Integra
Tornamo-nos humanos mediante a aquisição de ‘technés’ referentes às várias dimensões existenciais. Isto é, para honrar o selo de humanidade necessitamos de uma panóplia de ‘artisticidades’ ou ‘tecnicidades’ que nos permitam corresponder às contingências da vida e às formas de relacionamento com o mundo.
Os pensadores gregos perceberam isso muito bem. No âmago do seu entendimento morava a ideia de que os humanos, embora sujeitos às leis da natureza, são terreno cultivável e devem alcançar uma segunda natura, dada pela cultura e orientada para o bem e a harmonia, de tal modo que, segundo Protágoras, sejam a medida de todas as coisas. Nessa conformidade assumiram a reflexão sobre as ‘tecnologias’ a priorizar na composição do quadro da educação. Esta começava com o ‘Trívio’ (gramática, lógica e retórica), voltado para o cultivo do intelecto, da beleza, bondade e verdade, categorias entendidas como portas para a sabedoria. Seguia-se o ‘Quadrívio’, termo designador das quatro vias disciplinares (aritmética, geometria, astronomia e música) percorridas para a compreensão da matéria e do cosmos. O conjunto formava as ‘sete artes liberais’, incumbidas de proporcionar o conhecimento harmonioso e unificado do universo. Elas queriam ‘recordar’ (trazer de volta ao coração), na visão de Platão, o que corria o risco de ser esquecido, e utilizar a ‘recordação’ como método de gerar admiração e imitação, de alargar a imaginação, a curiosidade e inventividade. As ‘artes liberais’ estabelecem sequências, mas não antinomias entre teoria e prática, física e metafísica, corpo e alma, razão e emoção. Todas são indispensáveis à aquisição do saber e da ‘teoria’, visando perceber, propor, almejar e praticar o superior ou divino.
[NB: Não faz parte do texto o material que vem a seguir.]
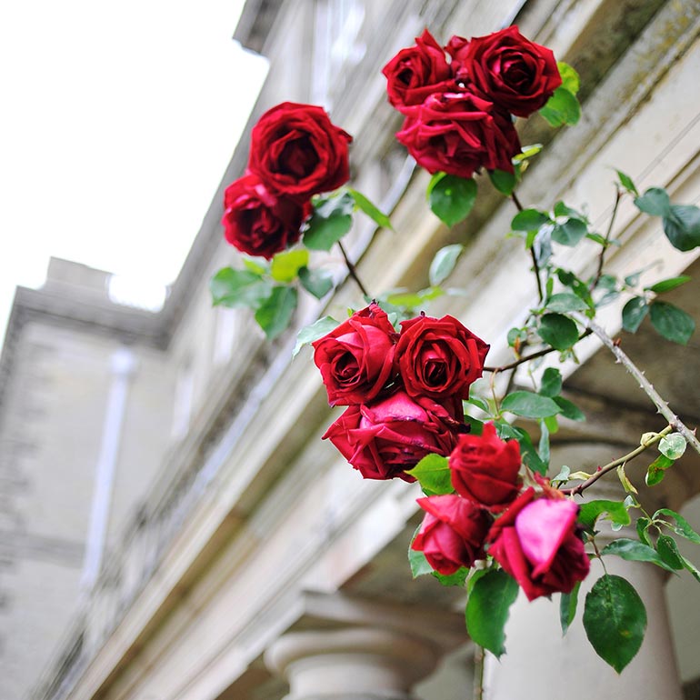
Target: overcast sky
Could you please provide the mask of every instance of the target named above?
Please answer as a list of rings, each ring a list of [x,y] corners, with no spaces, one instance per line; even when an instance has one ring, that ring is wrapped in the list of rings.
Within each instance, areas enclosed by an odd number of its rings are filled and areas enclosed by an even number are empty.
[[[175,279],[266,69],[242,4],[2,4],[0,337],[50,255]]]

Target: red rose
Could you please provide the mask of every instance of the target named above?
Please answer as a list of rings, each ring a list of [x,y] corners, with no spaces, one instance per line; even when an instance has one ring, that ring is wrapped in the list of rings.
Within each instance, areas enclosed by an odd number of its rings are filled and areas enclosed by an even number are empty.
[[[314,341],[314,362],[331,405],[366,404],[392,377],[396,332],[376,304]]]
[[[445,51],[427,29],[415,39],[415,46],[399,51],[382,73],[386,76],[389,102],[399,111],[454,85]]]
[[[325,432],[365,479],[398,476],[430,453],[447,455],[465,430],[461,402],[445,405],[397,391],[368,405],[351,405]]]
[[[528,600],[571,593],[590,562],[576,528],[578,505],[566,498],[535,498],[528,488],[488,534],[488,553],[510,574]]]
[[[322,107],[284,102],[253,127],[248,169],[275,194],[298,200],[329,192],[350,179],[347,145]]]
[[[459,436],[449,459],[452,485],[465,498],[502,511],[517,495],[520,463],[517,440],[504,442],[486,423],[481,435]]]
[[[429,173],[471,177],[480,167],[513,171],[520,141],[510,115],[469,92],[431,95],[411,107],[396,138]]]
[[[309,205],[275,197],[255,175],[247,175],[226,187],[224,235],[243,253],[271,258],[299,239]]]
[[[481,376],[488,348],[452,316],[402,321],[396,357],[404,386],[412,396],[466,399],[470,385]]]
[[[419,498],[418,505],[425,516],[411,548],[423,552],[435,571],[449,575],[485,557],[484,540],[492,523],[485,511],[458,495]]]
[[[544,106],[562,84],[552,51],[526,39],[516,26],[473,38],[460,58],[479,94],[517,116]]]

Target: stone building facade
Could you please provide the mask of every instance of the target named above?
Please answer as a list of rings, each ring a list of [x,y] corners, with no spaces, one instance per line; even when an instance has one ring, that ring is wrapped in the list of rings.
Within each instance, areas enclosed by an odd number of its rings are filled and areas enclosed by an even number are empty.
[[[578,69],[584,103],[574,128],[527,125],[523,142],[546,148],[523,201],[588,202],[601,226],[615,166],[643,188],[700,202],[696,0],[248,0],[235,31],[270,61],[248,129],[289,100],[323,104],[354,135],[354,184],[395,229],[358,221],[348,238],[370,288],[425,286],[432,254],[466,242],[455,280],[467,295],[431,313],[488,339],[505,338],[535,298],[527,261],[505,238],[512,205],[485,187],[466,222],[439,225],[425,203],[428,176],[393,138],[398,116],[379,71],[425,26],[445,40],[514,22]],[[110,303],[104,273],[61,261],[43,290],[18,291],[0,368],[4,700],[471,697],[459,590],[410,580],[415,487],[364,482],[320,441],[332,412],[308,354],[291,359],[294,329],[266,344],[245,312],[211,308],[208,279],[236,257],[222,242],[222,194],[246,156],[244,136],[161,312]],[[700,320],[697,254],[671,248],[632,206],[615,232],[617,273],[695,273],[669,298]],[[572,268],[592,269],[593,250],[575,255]],[[340,265],[336,275],[336,292],[306,300],[295,328],[358,305]],[[623,302],[603,313],[611,333]],[[643,326],[624,343],[700,423],[697,340],[662,348]],[[491,352],[492,364],[508,354]],[[659,423],[592,339],[580,360],[565,366],[565,389],[589,419],[563,427],[553,459],[586,468]],[[646,497],[700,525],[698,492],[690,455]],[[555,605],[518,601],[509,655],[486,660],[489,700],[605,696],[604,684],[629,700],[699,696],[697,583],[611,566],[635,583],[649,615],[630,667],[615,676],[580,623],[561,640]]]

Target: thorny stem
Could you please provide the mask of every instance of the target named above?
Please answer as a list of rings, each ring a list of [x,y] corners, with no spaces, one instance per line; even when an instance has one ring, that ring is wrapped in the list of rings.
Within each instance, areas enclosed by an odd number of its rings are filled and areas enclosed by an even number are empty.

As propostas de estudo, formuladas na Idade Média, no Renascimento e nos períodos áureos do Humanismo e Iluminismo, são herdeiras do pensamento grego. As novas artes poderão ter outros nomes, porém a função é a mesma, concordante com o espírito do tempo. Assim designava-se ‘politécnico’ o indivíduo que cultivava uma pluralidade de ‘técnicas’: anatomia, astronomia, caligrafia, filosofia, geologia, literatura, música, poesia, pintura, equitação, esgrima, dança, enfim, as artes performativas do espírito e do corpo. O ‘ser politécnico’ ama a beleza e a claridade; empenha-se no aprimoramento intelectual e moral, espiritual e corporal, sentimental, comportamental e gestual; é universalista, livre de preconceitos, aberto à mundividência e não murado psicologicamente.
Hoje o vocábulo está adulterado. É prisioneiro da pobreza simbólica e da ‘tecnicização do mundo’, denunciada por Heidegger. Ambas montam e encorajam a besta da incultura, da frivolidade e leviandade; e constituem a mais grave ameaça que se abate sobre o devir da Humanidade, da Comunidade e da Sociedade.
Urge reanimar o significado original de ‘Politecnia’ e ‘Politécnico’, para abater os muros erguidos entre a ciência e a arte, derrubar a estultice, e repor na educação o conceito da ‘Arété’ (unidade de técnica, ética, estética, transcendência, magnificência, sublimidade, virtude, excelsitude) na linguagem e nas atitudes, nas emoções, expressões e reações. A questão, que se coloca, é a de eleger as ‘tecnologias’ respondentes às exigências desta hora e às debilidades humanas que uivam ao nosso redor. Em que áreas da atividade e dimensões do Ser Humano carecemos de tecnicidade mais apurada? A resposta pede elaboração urgente, mesmo sabendo que será precária e provisória e estará sempre a caminho.